At one level the backdown was simple pragmatism. The view was that while it was fair enough to oppose and vote against the existing cuts, once they were in place, unscrambling the eggs was just too hard. The punters are rightly sceptical about Malcolm Turnbull’s long term aspirations, the six to ten years for the bonanza he has promised. But what we are talking about now is not the pie in the sky but the money in the bank.

They were ready to complain all the way to the ballot box if any bastard tried to take it away from them. While the threat remained latent and largely unspoken it could be managed. But to hear it uttered so bluntly and abruptly spooked them.

So Shorten had to listen and he did. He flipped. The biggest problem – at least in terms of raw numbers – were at the bottom end, the $2 million to $10 million cohort. There were at least 80,000 of them, and they presumably all had friends, relatives and employees. Shorten’s throwaway line did not target them directly, but it did draw attention to the overarching policy,  So it was comparatively easy to tell them that they were okay, that could keep their money without hindrance.

The next lot – those up to $50 million  are certainly fewer; various authoritative estimates suggest anywhere between 10.000 and 20,000.Given that there are probably very few Labor voters among them, they could be considered dispensable. But some of them – those up to $25 million – were already trousering the money and the rest were pawing at the ground.

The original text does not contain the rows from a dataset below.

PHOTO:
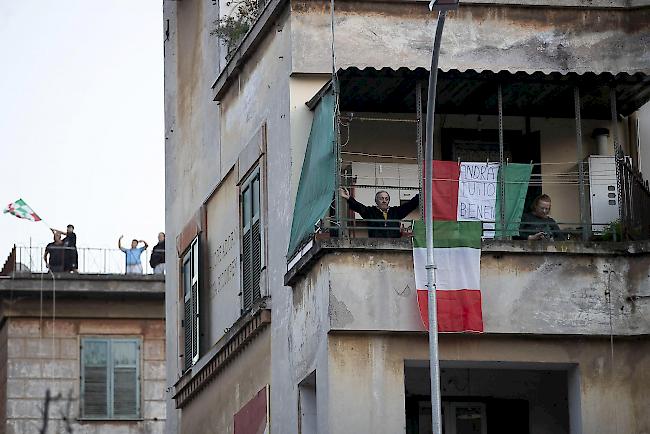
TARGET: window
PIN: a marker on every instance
(190, 275)
(251, 257)
(110, 378)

In all the circumstances, the most important of which were the looming by-elections the safest option was to fold. The explanation – that Labor had suddenly found that the cuts to date were affordable after all but that anything further would be irresponsible – fooled nobody. It wasn’t even meant to; saving face is what you do when you eat a shit sandwich.

Mathias Corman has all but patented the technique; after yet another rebuff on the full corporate tax cuts package, he just bobs up like a Belgian jumping bean, eager for more. The theory appears to be that once the by-elections are out of the way, Pauline Hanson’s fear of losing votes in Longman will bring her back to the negotiating table, where the bribe of a brand new coal fired power station will get her and her sole remaining One National ally over the line. But even if such an economic, political and social travesty is in the pipeline, that would still leave Corman two votes short. There will need to be more backhanders.

The tax cuts have become something of an obsession on both sides of the aisle. For the coalition it is all about Labor’s politics of envy, for Labor it is all about the coalition’s politics of greed. Both Turnbull and Shorten have tried to widen the debate to include such education and hospitals, but only as either a result of or an alternative to the tax cuts: our civil society is in danger of becoming a purely economic battlefield.

And it is in this context that Labor’s targeting of Turnbull’s wealth in significant. The TV ads about his banking career are hardly illegitimate, in spite of the limp-wristed protests of the right: our Prime Minister’s endless barrage of personal abuse and invective about Shorten’s alleged failings do not leave him a lot of high ground. And his defence – that he has worked hard to make a lot of money, just like all real aspirational Australians should – is a tough ingenuous; not a lot of other Australians start with a healthy seven figure inheritance. Turnbull is not a candidate for a biography entitled Log Cabin to The Lodge.

But he is, at least in his own terms, an unqualified success story. By making himself a role model for the aspiration of avarice he sells not only himself short, but all of us. And by playing the same game in reverse, Shorten is compounding the descent to the cess pool of greed, envy and division.

Nothing will change for at least a month, until and unless the by-elections provide a circuit breaker, which, given the relative imminence of a national poll, they probably won’t. But at least they might be a distraction.